November 18, 2004 (Computerworld) -- Researchers at the University of California, Berkeley, said today that they have uncovered statistical irregularities associated with electronic voting machines in three Florida counties that may have given President George W. Bush 130,000 or more excess votes. The researchers are now calling on state and federal authorities to look into the problems.
The study, "The Effect of Electronic Voting Machines on Change in Support for Bush in the 2004 Florida Elections," was conducted by doctoral students and faculty from the university's sociology department and led by sociology professor Michael Hout.
Hout is an expert on statistical methods at the Berkeley Survey Research Center and a member of the National Academy of Sciences.
According to the study, counties with electronic voting machines were significantly more likely to show increases in support for Bush between 2000 and 2004 compared to counties with paper ballots or optical scan equipment. This change cannot be explained by differences between counties in income, number of voters, change in voter turnout, or size of the Hispanic/Latino population, said Hout.
In Broward County, for example, Bush appears to have received approximately 72,000 excess votes, Hout said, adding that the research team is 99.9% sure that these effects are not attributable to chance. The other two counties that experienced unexplained statistical discrepancies in the vote are Miami-Dade and Palm Beach. The three counties revealed the most significant irregularities and were the most heavily Democratic counties in the state. Smaller counties that showed strong support for Bush didn't produce any statistical anomalies, Hout said.

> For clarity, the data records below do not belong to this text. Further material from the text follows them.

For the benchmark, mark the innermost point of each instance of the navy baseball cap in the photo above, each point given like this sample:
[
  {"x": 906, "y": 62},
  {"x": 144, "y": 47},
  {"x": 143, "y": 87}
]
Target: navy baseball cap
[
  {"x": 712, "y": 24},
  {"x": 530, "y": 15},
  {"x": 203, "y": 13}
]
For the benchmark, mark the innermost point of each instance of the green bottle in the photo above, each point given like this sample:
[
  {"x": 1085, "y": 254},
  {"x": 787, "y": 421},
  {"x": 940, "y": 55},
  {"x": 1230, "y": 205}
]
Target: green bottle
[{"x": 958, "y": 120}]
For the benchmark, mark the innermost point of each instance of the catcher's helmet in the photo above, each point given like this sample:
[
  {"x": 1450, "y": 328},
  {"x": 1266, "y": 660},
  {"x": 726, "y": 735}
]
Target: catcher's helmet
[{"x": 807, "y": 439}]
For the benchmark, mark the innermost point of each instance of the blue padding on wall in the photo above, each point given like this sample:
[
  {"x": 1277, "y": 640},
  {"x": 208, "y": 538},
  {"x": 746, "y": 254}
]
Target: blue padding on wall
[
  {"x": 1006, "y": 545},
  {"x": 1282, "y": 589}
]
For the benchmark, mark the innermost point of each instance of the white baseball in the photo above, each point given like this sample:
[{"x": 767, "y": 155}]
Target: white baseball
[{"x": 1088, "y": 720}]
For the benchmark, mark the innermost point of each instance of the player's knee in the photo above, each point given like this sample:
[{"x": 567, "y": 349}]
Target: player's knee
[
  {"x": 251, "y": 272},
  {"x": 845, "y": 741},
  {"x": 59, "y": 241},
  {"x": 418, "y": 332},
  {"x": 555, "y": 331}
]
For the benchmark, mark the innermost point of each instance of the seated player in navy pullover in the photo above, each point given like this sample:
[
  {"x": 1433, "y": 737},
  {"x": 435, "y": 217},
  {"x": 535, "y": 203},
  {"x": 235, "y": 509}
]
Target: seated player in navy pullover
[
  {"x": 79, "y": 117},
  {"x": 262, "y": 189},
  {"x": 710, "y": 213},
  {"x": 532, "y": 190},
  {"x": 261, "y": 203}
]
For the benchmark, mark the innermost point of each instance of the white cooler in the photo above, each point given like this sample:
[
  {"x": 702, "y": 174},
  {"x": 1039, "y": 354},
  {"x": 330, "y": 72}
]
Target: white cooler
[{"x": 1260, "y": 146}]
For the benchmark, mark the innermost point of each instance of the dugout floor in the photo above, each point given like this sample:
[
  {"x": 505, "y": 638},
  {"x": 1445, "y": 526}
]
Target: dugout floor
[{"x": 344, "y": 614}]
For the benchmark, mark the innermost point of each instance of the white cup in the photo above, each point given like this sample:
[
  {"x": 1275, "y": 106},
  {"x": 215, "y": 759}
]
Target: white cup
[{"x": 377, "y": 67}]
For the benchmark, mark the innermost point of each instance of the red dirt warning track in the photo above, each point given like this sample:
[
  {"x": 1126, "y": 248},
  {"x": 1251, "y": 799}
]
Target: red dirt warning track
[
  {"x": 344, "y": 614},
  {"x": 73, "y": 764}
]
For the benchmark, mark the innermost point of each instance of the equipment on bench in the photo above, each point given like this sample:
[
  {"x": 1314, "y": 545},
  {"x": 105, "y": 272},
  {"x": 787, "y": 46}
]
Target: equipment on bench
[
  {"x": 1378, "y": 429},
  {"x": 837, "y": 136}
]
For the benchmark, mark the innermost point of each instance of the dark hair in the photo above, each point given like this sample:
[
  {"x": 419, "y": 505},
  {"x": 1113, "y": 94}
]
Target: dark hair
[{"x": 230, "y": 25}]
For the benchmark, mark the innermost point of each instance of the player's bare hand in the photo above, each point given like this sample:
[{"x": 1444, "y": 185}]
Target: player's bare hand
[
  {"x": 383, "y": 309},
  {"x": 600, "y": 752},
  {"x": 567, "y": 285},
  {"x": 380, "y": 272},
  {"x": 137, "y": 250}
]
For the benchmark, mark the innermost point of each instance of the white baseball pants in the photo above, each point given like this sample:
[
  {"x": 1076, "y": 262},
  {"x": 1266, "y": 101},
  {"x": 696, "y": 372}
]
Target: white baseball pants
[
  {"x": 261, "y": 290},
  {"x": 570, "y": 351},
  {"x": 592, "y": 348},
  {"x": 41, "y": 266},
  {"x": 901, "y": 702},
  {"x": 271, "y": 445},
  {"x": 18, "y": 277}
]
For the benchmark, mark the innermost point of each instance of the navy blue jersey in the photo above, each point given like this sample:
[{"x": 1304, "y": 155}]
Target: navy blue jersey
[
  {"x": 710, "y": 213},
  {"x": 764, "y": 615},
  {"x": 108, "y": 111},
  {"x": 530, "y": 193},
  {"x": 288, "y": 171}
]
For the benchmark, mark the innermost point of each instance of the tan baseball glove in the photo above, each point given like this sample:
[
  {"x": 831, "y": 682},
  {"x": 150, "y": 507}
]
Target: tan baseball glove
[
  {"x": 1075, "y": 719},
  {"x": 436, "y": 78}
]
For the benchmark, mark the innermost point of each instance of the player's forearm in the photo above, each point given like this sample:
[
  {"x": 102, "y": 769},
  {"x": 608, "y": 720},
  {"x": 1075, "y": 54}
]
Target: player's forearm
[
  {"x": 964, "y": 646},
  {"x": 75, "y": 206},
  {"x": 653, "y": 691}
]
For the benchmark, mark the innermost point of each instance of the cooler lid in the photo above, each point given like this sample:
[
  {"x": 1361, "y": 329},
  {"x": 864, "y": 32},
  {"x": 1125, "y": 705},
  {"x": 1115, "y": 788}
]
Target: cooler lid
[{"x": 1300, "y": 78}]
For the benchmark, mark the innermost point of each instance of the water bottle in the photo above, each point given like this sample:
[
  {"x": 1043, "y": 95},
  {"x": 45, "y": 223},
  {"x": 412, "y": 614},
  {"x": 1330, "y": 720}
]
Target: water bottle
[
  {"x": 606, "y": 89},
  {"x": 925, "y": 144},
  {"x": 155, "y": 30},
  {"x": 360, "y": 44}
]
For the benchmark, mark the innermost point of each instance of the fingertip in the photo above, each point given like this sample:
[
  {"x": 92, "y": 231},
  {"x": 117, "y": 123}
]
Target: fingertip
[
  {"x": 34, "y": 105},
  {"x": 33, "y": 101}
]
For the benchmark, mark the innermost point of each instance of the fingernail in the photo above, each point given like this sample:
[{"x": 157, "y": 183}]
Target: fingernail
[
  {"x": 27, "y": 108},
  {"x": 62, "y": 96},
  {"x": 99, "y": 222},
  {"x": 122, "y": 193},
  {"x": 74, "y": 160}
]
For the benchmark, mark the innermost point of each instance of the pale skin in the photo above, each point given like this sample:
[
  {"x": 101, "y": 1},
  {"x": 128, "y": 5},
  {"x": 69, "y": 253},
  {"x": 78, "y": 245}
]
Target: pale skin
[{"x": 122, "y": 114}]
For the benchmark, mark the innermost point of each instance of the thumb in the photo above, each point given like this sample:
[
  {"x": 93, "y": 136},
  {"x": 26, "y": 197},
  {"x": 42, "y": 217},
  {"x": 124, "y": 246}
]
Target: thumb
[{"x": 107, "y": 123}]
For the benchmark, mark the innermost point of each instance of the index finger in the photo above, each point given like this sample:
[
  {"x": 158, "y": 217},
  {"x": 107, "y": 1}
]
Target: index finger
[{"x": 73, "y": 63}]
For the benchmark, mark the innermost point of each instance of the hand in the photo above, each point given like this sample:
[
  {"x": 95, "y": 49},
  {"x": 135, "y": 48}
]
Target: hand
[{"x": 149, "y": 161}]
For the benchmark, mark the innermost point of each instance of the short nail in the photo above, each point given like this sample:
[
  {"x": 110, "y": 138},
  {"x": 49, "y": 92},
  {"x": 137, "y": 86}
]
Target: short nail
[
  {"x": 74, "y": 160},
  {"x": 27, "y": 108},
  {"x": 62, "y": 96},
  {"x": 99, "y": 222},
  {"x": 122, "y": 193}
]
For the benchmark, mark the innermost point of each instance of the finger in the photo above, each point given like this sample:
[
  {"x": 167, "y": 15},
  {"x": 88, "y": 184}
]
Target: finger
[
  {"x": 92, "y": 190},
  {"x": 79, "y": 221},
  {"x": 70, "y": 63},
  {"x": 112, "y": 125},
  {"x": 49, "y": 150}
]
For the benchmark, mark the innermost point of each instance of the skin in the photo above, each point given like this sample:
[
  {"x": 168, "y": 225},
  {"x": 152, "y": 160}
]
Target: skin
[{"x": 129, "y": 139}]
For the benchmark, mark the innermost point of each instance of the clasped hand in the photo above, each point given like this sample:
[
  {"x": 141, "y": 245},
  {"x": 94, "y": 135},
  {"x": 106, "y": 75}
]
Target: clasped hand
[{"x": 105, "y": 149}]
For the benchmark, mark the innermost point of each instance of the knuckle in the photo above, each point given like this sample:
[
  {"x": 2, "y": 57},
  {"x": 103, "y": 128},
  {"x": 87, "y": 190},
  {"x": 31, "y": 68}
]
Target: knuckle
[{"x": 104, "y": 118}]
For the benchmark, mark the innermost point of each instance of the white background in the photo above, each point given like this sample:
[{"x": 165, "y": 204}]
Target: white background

"For the sake of all future elections involving e-voting systems, someone must investigate and explain the statistical anomaly we found in Florida," Hout said at a news conference today.
The researchers said they used a widely accepted method of study known as Multiple-Regression Analysis. It is a statistical technique widely used in the social and physical sciences to distinguish the individual effects of many variables, which in this case included number of voters, median income, Hispanic population, change in voter turnout between 2000 and 2004, support for President Bush in the 2000 election and support for Republican candidate Bob Dole in 1996.
"No matter how many factors and variables we took into consideration, the significant correlation in the votes for President Bush and electronic voting cannot be explained," said Hout. "The study shows that a county's use of electronic voting resulted in a disproportionate increase in votes for President Bush. There is just a trivial probability of evidence like this appearing in a population where the true difference is zero -- less than one in a thousand chances."
Hout, who describes himself as a nontechnical statistical researcher who has long been a skeptic of the criticisms levied against electronic voting machines, said he's "always taken a show-me approach to the theories of problems [with e-voting systems]." But when he saw the results of this study, "that's when I converted from skeptic [to believer]. I have concluded that something went awry with electronic voting in Florida."
The researchers also studied electronic voting results in Ohio, which Bush also won, but found no problems there, said Hout.
In an effort to explain what might account for the statistical irregularities related to counties that used touch-screen e-voting systems instead of optical scanning systems, Hout said there could be embedded software glitches or other potential hardware problems as were reported on election day in the press.
"We have no political ax to grind," said Hout. "We're interested in leaving no vote behind."